J Cardiovasc Dev Dis ; 11(6)2024 Jun 12.
Article in English | MEDLINE | ID: mdl-38921679

ABSTRACT

Objectives: A self-constructed valved pulmonary conduit made out of a de-cellularized porcine small intestinal submucosal extracellular matrix biological scaffold was tested in a chronic growing lamb model. Methods: The conduit was implanted in pulmonary valve position in 19 lambs. We monitored clinical, laboratory, and echocardiographic findings until 12 months after surgery. In two animals, euthanasia was planned at nine and twelve months. Pre-mortem chest computed tomography and post-mortem pathologic work up were performed. Data are presented as frequency and percentage, median and range, or mean and standard deviation. Results: Twelve (63.2%) animals survived the perioperative period. Three unexpected deaths occurred during the follow-up period: one due to aspiration pneumonia at 23 days after surgery, and two due to early and late infective endocarditis of the conduit at 18 and 256 days.
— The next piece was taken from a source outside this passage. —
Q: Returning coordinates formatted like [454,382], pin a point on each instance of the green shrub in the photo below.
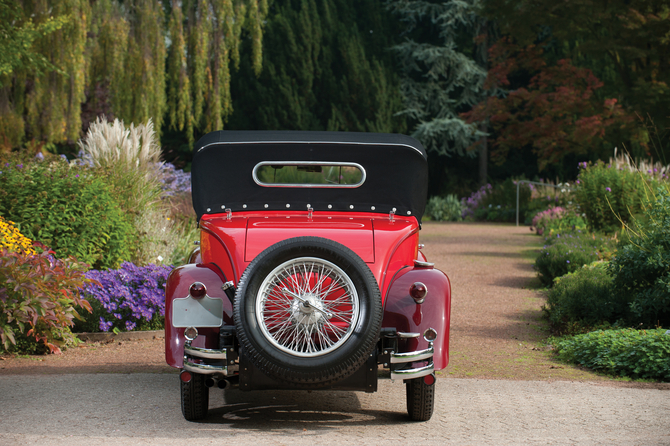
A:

In the two animals with planned scarification, the pre-mortem CT scan revealed mild or no calcification within the conduit or valve leaflets. In the echocardiographic examination at 12 months, peak and mean systolic pressure gradients across the conduit valve were 6.5 (3-21) mmHg and 3 (2-12) mmHg, while valve regurgitation was none (n = 2), trivial (n = 5), moderate (n = 1), or severe (n = 1). No clinical or laboratory signs of hemolysis were seen. After 12 months of follow-up, the animals' body weights had increased from 33 (27-38) kg to 53 (38-66) kg (p = 0.010). Conclusions: Implantation of a valved pulmonary conduit in our growing lamb model was feasible. Infective endocarditis of the implanted valved conduit remained a significant complication.